Le pouvoir d’agir des entreprises 

Plus de doute, l’endométriose est un véritable facteur d’inégalité dans le monde du travail. Et fait de l’entreprise un acteur non négligeable dans l’accompagnement des salariées au quotidien.

Une nécessaire sensibilisation

Pour adapter le travail aux besoins des femmes touchées, il faut d’abord comprendre ce qu’elles vivent. Aussi, la première étape indispensable est avant tout de faire conscientiser la réalité de la maladie au plus grand nombre, salariés, dirigeants et notamment managers, pour que l’entourage pro puissent correctement répondre aux attentes des salariées concernées. Par la mise en place des dispositifs de sensibilisation, de communication… Mais aussi par l’écoute !  Aujourd’hui les jeunes générations se sentent d’avantage concernées que leurs aînés par ce sujet. « On le voit lorsqu’on intervient dans les lycées, ce sont les garçons qui posent le plus de question parce qu’ils ont besoin de comprendre, qu’ils se sentent faire partie de la solution, se réjouit Valérie Desplanches. Mais avant que ces jeunes gens prennent les rênes dans les entreprises, il faudra du temps. » Et c’est cet état de latence aujourd’hui qu’il est nécessaire d’adresser, sans détour.

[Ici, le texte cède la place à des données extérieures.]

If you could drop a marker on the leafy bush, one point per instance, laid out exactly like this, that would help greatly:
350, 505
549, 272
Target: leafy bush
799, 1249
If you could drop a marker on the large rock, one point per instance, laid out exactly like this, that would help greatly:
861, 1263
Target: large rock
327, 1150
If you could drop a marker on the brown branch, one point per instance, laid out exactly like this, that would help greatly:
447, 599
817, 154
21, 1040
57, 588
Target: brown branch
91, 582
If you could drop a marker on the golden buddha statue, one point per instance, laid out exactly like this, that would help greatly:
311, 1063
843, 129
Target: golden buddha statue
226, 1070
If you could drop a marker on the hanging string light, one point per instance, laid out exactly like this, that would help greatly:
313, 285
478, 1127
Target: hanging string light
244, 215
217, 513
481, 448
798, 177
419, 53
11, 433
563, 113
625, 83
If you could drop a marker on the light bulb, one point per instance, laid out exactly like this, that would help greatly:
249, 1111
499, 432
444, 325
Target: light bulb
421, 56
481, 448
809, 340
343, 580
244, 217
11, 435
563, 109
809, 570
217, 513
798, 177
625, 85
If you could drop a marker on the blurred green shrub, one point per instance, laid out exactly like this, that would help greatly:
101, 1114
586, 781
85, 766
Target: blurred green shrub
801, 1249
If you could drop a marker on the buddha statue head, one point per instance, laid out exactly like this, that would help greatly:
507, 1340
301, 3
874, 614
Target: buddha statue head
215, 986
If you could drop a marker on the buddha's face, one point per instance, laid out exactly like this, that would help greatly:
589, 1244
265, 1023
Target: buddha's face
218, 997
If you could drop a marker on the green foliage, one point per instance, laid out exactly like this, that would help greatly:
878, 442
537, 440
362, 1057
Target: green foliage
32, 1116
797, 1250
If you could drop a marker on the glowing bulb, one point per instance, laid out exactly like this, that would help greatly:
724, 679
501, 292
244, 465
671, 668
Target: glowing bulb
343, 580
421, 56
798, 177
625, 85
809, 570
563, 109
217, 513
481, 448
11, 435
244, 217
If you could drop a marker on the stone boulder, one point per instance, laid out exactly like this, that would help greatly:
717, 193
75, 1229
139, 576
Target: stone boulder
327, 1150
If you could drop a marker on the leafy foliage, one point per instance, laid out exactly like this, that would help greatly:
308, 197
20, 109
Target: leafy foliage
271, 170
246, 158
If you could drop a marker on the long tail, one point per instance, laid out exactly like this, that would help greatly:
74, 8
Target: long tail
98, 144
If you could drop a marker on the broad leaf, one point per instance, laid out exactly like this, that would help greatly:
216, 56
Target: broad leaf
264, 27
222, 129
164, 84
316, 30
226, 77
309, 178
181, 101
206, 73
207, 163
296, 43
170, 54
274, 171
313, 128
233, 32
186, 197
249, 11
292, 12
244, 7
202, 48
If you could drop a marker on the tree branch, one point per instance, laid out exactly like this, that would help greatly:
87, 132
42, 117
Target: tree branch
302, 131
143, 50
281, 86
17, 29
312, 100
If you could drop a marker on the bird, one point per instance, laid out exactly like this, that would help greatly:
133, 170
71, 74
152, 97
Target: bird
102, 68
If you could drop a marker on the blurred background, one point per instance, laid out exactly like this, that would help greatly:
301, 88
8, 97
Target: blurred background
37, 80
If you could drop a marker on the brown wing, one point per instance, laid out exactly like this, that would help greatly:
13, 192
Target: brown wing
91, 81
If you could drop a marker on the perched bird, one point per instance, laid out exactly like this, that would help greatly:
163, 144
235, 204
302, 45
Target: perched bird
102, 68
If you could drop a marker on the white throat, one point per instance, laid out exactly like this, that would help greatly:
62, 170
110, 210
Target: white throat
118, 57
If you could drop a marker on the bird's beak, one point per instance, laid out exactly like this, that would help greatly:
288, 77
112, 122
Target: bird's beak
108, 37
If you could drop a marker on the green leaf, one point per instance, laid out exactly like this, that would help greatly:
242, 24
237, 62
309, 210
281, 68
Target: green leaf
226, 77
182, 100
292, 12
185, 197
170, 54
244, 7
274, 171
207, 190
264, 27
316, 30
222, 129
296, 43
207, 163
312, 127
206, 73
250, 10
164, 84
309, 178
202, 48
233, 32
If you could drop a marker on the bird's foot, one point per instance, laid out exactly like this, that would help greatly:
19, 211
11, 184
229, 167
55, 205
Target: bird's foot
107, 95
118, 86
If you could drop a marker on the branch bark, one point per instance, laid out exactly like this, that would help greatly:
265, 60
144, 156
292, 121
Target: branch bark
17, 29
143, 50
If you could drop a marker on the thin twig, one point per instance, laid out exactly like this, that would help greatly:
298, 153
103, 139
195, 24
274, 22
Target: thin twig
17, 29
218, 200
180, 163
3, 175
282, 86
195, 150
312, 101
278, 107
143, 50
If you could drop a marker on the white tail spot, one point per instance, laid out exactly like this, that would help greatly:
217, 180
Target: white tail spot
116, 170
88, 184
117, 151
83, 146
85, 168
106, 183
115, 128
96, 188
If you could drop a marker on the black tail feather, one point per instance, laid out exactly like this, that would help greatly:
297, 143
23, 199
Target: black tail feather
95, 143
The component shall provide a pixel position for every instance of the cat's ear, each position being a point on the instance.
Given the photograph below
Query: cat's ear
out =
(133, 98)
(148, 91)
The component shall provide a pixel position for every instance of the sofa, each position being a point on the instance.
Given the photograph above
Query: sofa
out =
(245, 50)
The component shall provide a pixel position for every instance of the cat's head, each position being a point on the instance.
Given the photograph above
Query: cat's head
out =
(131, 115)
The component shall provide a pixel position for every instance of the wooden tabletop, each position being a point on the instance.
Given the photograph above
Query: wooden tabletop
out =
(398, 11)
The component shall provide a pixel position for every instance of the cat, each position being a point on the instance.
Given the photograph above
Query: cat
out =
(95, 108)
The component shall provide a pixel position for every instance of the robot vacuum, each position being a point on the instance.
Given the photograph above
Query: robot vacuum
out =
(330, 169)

Un aménagement de l’espace de travail et de l’espace-temps

La bonne nouvelle est que ces dialogues peuvent faire naître différentes formes d’accompagnement clés. « Je pense entre autres à l’aménagement des locaux pour offrir des sanitaires mieux équipés, la création des espaces sécurisants pour s’isoler et se reposer à certains moments douloureux, la possibilité de proposer des package de mutuelles adaptées pour soulager les dépenses lourdes liées à la maladie… », note Valérie Desplanches. Autant d’actions à mettre en place dont les signaux peuvent jouer sur la libération de la parole. Mais pour la co-fondatrice de la Fondation c’est surtout l’organisation du temps de travail qu’il faudra repenser pour véritablement venir soulager la santé physique et psychique des femmes. « Car ces dernières ont avant tout besoin de flexibilité. », affirme-t-elle. Dans la manière de télétravailler d’une part -avec notamment le nombre de jour que l’on peut solliciter et la facilité qu’on a à le faire- mais aussi dans l’adaptabilité des horaires. Or ces questions touchent directement à la culture de l’entreprise. « Il est donc crucial de coconstruire ces politiques avec les employeurs et les salariés », préconise la spécialiste. Et ce d’autant plus dans le contexte actuel.

Si on élargit la problématique de la santé des femmes, on compte 10% des femmes qui sont atteintes du syndrome des ovaires polykystiques, entre 15 et 40% de femmes qui souffrent de congestions pelviennes, une multiplication des parcours PMA en raison d’une baisse de la fertilité… « Et avec l’impact de facteurs liés à l’environnement, notamment avec les perturbateurs endocriniens, il y a fort à parier que cela va continuer de s’aggraver avec des formes de plus en plus sévères, de plus en plus jeune », conclut Valérie Desplanches.

Alors comment penser la performance globale des entreprises de demain pour éviter qu’un tel nombre d’individus en soit exclu ? En inventant, ensemble, dès aujourd’hui, un monde du travail adapté aux exigences vitales de ceux et celles qui la composent.